The standout feature of this groundbreaking technology is its ability to generate videos that not only commence with the desired first frame but also unfold with intricate and coherent motion throughout the entire video duration.
This remarkable advancement in video synthesis holds promise for diverse applications, from creative content creation to immersive storytelling, marking a significant stride forward in the realm of artificial intelligence and visual media.
Inpainting
The inpainting process achieves a seamless integration of new elements into the video, guided by the user's creative vision. Whether it's replacing objects or refining specific areas within the frame, this innovative technology promises a new era of video editing possibilities.
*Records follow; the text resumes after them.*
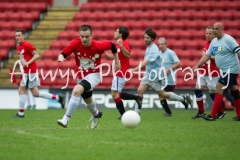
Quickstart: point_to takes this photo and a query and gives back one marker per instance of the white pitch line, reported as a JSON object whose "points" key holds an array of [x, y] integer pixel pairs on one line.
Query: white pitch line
{"points": [[40, 135]]}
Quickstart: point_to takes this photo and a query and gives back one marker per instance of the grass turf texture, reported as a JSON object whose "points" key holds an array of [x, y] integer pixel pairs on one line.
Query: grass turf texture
{"points": [[38, 137]]}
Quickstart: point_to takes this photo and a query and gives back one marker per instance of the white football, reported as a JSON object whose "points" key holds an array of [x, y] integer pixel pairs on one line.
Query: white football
{"points": [[130, 119]]}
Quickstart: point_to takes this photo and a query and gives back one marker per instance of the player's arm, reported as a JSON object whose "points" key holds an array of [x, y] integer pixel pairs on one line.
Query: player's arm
{"points": [[125, 52], [212, 57], [203, 60], [115, 54], [175, 65], [109, 55], [33, 59], [140, 66], [68, 50]]}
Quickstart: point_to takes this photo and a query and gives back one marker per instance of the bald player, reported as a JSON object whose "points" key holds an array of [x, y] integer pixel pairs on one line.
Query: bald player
{"points": [[226, 51]]}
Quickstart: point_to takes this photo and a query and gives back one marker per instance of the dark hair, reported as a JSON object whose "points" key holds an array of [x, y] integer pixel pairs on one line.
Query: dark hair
{"points": [[20, 30], [151, 33], [124, 31], [209, 27], [86, 27]]}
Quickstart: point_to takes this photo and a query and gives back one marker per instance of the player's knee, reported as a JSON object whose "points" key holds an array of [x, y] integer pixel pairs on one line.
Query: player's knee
{"points": [[198, 92], [87, 95], [86, 85], [114, 94], [235, 94]]}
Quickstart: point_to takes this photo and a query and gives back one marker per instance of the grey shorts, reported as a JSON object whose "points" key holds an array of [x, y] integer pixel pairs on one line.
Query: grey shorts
{"points": [[30, 80], [156, 85]]}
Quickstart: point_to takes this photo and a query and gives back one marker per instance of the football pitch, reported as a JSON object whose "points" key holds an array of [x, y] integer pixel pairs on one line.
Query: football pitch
{"points": [[39, 137]]}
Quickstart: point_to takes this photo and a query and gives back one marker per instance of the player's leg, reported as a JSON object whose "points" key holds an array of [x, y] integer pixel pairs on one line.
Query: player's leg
{"points": [[211, 84], [28, 102], [185, 99], [117, 85], [201, 82], [234, 90], [33, 100], [141, 89], [164, 101], [228, 81], [22, 96], [74, 102], [34, 83]]}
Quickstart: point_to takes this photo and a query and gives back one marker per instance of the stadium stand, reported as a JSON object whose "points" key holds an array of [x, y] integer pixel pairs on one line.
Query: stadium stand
{"points": [[181, 22]]}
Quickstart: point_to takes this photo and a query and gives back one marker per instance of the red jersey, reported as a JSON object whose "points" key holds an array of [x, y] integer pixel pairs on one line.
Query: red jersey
{"points": [[213, 66], [25, 50], [87, 58], [124, 61]]}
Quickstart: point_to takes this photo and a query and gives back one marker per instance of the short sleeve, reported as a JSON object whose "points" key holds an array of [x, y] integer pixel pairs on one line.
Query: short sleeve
{"points": [[233, 45], [30, 48], [71, 47], [152, 55], [103, 46], [209, 51], [174, 57]]}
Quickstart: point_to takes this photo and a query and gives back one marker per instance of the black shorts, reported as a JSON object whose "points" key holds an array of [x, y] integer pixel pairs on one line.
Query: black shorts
{"points": [[169, 88], [229, 80]]}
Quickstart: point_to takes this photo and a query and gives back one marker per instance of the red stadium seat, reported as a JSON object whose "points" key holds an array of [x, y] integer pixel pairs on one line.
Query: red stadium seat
{"points": [[144, 15], [130, 15], [176, 44], [156, 15], [87, 7], [71, 26], [171, 15], [105, 16], [184, 15], [177, 5], [198, 15], [63, 35], [112, 7], [55, 45], [178, 25], [191, 5], [4, 16], [192, 44], [4, 53]]}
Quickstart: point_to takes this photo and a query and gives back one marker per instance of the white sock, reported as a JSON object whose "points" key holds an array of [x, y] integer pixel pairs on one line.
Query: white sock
{"points": [[92, 108], [136, 108], [48, 96], [72, 105], [176, 97], [32, 98], [22, 100], [28, 99]]}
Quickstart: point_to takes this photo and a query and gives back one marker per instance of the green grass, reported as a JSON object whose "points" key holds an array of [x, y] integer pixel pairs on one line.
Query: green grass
{"points": [[38, 137]]}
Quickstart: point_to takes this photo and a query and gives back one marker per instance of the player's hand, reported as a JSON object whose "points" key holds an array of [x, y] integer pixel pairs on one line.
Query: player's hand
{"points": [[194, 68], [117, 65], [119, 42], [61, 58], [25, 64]]}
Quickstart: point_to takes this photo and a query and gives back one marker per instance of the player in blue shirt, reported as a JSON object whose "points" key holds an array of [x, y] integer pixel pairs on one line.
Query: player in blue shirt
{"points": [[226, 51], [170, 61], [152, 62]]}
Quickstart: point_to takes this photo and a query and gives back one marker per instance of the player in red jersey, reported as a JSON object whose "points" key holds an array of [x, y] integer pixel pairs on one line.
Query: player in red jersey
{"points": [[87, 57], [205, 80], [118, 82], [28, 56]]}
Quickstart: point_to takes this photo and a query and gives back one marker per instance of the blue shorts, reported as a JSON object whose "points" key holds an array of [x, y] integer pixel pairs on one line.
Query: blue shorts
{"points": [[232, 81]]}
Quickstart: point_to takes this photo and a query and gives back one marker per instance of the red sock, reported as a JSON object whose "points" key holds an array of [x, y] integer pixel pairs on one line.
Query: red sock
{"points": [[200, 105], [221, 110], [237, 107], [217, 104]]}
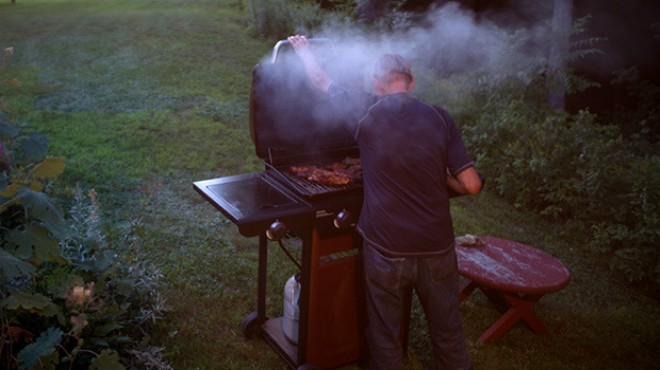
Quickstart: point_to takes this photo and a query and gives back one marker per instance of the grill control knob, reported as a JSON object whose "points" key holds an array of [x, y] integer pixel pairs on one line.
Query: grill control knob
{"points": [[276, 231], [343, 219]]}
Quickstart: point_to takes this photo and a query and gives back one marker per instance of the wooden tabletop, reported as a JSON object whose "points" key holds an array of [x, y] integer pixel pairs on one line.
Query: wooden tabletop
{"points": [[510, 266]]}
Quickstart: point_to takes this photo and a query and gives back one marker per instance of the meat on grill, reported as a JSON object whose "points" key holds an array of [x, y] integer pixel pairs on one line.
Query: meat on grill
{"points": [[335, 174]]}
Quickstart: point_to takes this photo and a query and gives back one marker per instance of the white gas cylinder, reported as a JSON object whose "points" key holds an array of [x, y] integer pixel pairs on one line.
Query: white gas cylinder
{"points": [[291, 310]]}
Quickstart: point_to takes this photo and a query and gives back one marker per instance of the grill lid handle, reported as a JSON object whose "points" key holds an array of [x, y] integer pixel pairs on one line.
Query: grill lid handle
{"points": [[282, 43]]}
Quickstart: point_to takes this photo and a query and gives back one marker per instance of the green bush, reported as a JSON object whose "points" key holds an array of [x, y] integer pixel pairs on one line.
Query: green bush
{"points": [[68, 297], [574, 170]]}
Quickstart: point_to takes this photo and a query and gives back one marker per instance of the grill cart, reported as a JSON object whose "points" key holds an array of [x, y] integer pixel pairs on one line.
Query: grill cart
{"points": [[291, 127]]}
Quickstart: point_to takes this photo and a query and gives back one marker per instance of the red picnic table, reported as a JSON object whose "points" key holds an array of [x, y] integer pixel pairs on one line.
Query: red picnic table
{"points": [[512, 275]]}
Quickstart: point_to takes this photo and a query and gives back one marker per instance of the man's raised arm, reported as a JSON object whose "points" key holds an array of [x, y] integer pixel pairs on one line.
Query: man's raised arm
{"points": [[316, 74]]}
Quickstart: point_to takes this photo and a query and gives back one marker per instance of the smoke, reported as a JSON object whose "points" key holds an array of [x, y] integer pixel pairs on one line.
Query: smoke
{"points": [[444, 41], [447, 40]]}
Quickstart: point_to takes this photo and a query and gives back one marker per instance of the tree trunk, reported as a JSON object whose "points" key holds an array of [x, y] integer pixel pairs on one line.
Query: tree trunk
{"points": [[562, 21]]}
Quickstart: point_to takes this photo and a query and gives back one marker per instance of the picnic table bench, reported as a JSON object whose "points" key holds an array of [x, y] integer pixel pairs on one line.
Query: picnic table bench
{"points": [[511, 275]]}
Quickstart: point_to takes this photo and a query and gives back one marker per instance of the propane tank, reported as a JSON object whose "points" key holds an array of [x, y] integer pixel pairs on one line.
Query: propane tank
{"points": [[291, 309]]}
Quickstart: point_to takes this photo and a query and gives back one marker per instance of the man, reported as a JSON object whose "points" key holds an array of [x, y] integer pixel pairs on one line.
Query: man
{"points": [[411, 153]]}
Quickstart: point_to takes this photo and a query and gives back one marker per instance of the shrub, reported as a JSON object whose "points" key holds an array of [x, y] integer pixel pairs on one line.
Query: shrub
{"points": [[67, 299]]}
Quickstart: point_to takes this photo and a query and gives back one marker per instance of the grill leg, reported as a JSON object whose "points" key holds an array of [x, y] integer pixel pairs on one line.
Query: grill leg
{"points": [[261, 283]]}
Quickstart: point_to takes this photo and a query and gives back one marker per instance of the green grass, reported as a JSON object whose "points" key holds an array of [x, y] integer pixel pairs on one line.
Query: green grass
{"points": [[145, 97]]}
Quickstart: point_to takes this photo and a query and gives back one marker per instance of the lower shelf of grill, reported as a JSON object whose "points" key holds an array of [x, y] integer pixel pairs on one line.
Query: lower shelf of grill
{"points": [[273, 333]]}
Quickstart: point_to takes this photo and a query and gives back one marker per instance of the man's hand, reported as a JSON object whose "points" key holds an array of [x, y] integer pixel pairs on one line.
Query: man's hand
{"points": [[315, 74], [300, 44]]}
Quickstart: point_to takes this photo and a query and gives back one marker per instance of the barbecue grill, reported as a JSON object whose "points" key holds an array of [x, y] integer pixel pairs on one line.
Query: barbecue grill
{"points": [[290, 125]]}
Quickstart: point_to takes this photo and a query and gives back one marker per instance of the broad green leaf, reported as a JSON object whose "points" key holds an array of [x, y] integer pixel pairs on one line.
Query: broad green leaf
{"points": [[44, 346], [7, 130], [107, 360], [12, 267], [49, 168], [26, 300], [11, 190], [105, 329], [49, 362], [41, 208]]}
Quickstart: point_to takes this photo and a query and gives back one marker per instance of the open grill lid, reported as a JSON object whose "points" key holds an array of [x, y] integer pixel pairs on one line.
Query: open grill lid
{"points": [[289, 118]]}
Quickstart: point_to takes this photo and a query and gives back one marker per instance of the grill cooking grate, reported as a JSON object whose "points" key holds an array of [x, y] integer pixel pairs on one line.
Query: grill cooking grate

This transformative approach to video editing marks a significant leap forward in user-guided content manipulation within the dynamic realm of visual media.
Cinemagraphs
The conditioning signal is an input image replicated throughout the entire video. The mask plays a crucial role, featuring unmasked content for the entire first frame and subsequently masking the specified user-provided region in subsequent frames. The outcome? A mesmerizing video where the marked area comes to life in animated splendor, while the remainder remains gracefully static.
By keeping the first frame unmasked, our method ensures that the animated content seamlessly aligns with the visual attributes of the conditioning image. This revolutionary approach to image-based animation opens new doors for creative expression, promising to redefine the way we perceive and interact with visual content.
Social impact
At the core of our endeavor lies a commitment to empowering individuals, particularly novices, to unleash their creativity and forge compelling visual narratives. Yet, as with any powerful tool, there exists a potential for misuse, giving rise to concerns about the creation of deceptive or harmful content using our technology. Recognizing this responsibility, we prioritize the development and implementation of robust tools designed to detect biases and thwart malicious applications. Our unwavering dedication to fostering a safe and fair environment underscores the ethical considerations integral to the advancement of our cutting-edge technology. By proactively addressing these challenges, we aim to ensure that our innovation serves as a force for positive and responsible creativity in the visual content landscape.